USB mass storage and ARM cache coherency

Thu Mar 4 20:17:46 EST 2010

On Fri, Mar 05, 2010 at 08:37:40AM +1100, Benjamin Herrenschmidt wrote:
> On Thu, 2010-03-04 at 18:07 +0000, Catalin Marinas wrote:
> > Are you more in favour if a PIO kmap API than inverting the meaning of
> > PG_arch_1? 
> 
> My main worry with this approach is the sheer amount of drivers that
> need fixing. I believe inverting PG_arch_1 is a better solution and I
> somewhat fail to see how we end up doing too much flushing if we have
> per-page execute permission (but maybe SH doesn't ?)
> 
Basically we have two different MMUs on VIPT parts, the older one on all
SH-4 parts were all read-implies-exec with no ability to differentiate
between read or exec access.

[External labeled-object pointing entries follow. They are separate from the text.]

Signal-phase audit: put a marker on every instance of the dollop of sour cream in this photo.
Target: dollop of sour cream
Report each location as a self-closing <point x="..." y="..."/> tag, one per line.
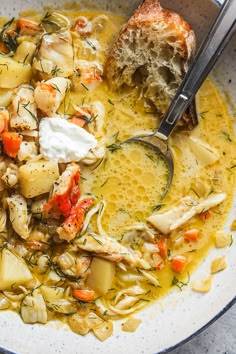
<point x="63" y="141"/>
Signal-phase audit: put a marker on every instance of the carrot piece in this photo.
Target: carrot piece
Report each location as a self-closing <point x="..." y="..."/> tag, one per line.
<point x="178" y="263"/>
<point x="205" y="215"/>
<point x="3" y="121"/>
<point x="191" y="235"/>
<point x="162" y="245"/>
<point x="83" y="295"/>
<point x="11" y="143"/>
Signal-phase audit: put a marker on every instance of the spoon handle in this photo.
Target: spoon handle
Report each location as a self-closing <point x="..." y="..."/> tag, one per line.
<point x="210" y="50"/>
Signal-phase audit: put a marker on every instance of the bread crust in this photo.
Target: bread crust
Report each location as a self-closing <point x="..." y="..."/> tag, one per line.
<point x="153" y="51"/>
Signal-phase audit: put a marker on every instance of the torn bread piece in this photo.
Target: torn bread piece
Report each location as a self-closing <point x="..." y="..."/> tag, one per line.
<point x="153" y="51"/>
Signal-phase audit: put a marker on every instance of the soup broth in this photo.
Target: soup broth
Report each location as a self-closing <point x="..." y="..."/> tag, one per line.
<point x="77" y="229"/>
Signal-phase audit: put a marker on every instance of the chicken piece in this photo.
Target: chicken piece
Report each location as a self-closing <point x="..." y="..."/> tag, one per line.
<point x="65" y="193"/>
<point x="88" y="75"/>
<point x="18" y="215"/>
<point x="50" y="94"/>
<point x="108" y="248"/>
<point x="55" y="56"/>
<point x="24" y="115"/>
<point x="75" y="221"/>
<point x="180" y="214"/>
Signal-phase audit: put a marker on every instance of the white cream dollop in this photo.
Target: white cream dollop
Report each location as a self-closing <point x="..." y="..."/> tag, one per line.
<point x="63" y="141"/>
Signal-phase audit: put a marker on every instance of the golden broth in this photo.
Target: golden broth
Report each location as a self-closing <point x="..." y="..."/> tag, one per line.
<point x="131" y="179"/>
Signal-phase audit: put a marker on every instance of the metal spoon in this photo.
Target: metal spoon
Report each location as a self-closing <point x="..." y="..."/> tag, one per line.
<point x="217" y="38"/>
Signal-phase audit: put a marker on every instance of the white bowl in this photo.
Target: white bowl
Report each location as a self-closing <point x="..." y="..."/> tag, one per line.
<point x="179" y="315"/>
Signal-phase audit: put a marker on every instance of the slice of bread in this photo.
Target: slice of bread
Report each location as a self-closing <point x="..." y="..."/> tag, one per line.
<point x="152" y="51"/>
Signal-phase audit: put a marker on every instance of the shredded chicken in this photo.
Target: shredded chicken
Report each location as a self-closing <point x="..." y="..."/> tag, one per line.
<point x="180" y="214"/>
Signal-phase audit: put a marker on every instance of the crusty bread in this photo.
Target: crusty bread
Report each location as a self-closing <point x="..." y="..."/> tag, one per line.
<point x="153" y="51"/>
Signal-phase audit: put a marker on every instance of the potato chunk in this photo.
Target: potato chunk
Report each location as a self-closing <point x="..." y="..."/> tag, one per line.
<point x="102" y="274"/>
<point x="13" y="74"/>
<point x="13" y="270"/>
<point x="37" y="177"/>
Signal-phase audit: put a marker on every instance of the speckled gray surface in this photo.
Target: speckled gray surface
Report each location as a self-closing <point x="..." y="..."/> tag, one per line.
<point x="219" y="338"/>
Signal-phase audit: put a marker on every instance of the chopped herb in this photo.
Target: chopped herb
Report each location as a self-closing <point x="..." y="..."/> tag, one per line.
<point x="157" y="207"/>
<point x="109" y="101"/>
<point x="55" y="71"/>
<point x="25" y="105"/>
<point x="84" y="38"/>
<point x="97" y="240"/>
<point x="195" y="192"/>
<point x="26" y="57"/>
<point x="202" y="114"/>
<point x="227" y="136"/>
<point x="4" y="65"/>
<point x="102" y="185"/>
<point x="150" y="157"/>
<point x="55" y="87"/>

For these parts the PG_dcache_dirty approach
saves us from a lot of flushing, and the corner cases were isolated
enough that we could tolerate fixups at the driver level, even on a
write-allocate D-cache.

For second generation SH-4A (SH-X2) and up parts, read and exec are split
out and we could reasonably adopt the PG_dcache_clean approach there
while adopting the same sort of flushing semantics as PPC to avoid
flushing constantly. The current generation of parts far outnumber their
legacy counterparts, so it's certainly something I plan to experiment
with.

We have an additional level of complexity on some of the SMP parts with a
non-coherent I-cache, some of the early CPUs have broken broadcasting of
the cacheops in hardware and so need to rely on IPIs, while the later
parts broadcast properly. We also need to deal with D-cache IPIs when
using mixed coherency protocols on different CPUs.

For older PIPT parts we've never used the deferred flush, since the only
time we ever had to bother with cache maintenance was in the DMA ops, as
anything closer to the CPU than the PCI DMAC had no opportunity to be
snooped.

> > I'm not familiar with SH but for PIO devices the flushing shouldn't be
> > more aggressive. For the DMA devices, Russell suggested that we mark
> > the page as clean (set PG_dcache_clean) in the DMA API to avoid the
> > default flushing.
> 
> I really like that idea, as I said earlier, but I'm worried about the I$
> side of things. IE. What I'm trying to say is that I can't see how to do
> that optimisation without ending up with missing I$ invalidations or
> doing way too many of them, unless we have a separate bit to track I$
> state.
> 
Using PG_dcache_clean from the DMA API sounds like a pretty good idea,
and certainly worth experimenting with. I don't know how we would do the
I-cache optimization without a PG_arch_2, though.

In any event, if there's going to be a mass exodus to PG_dcache_clean,
Documentation/cachetlb.txt could use a considerable amount of expanding.
The read/exec and I-cache optimizations are something that would be
valuable to document, as opposed to simply being pointed at the sparc64
approach with the regular PG_dcache_dirty caveats.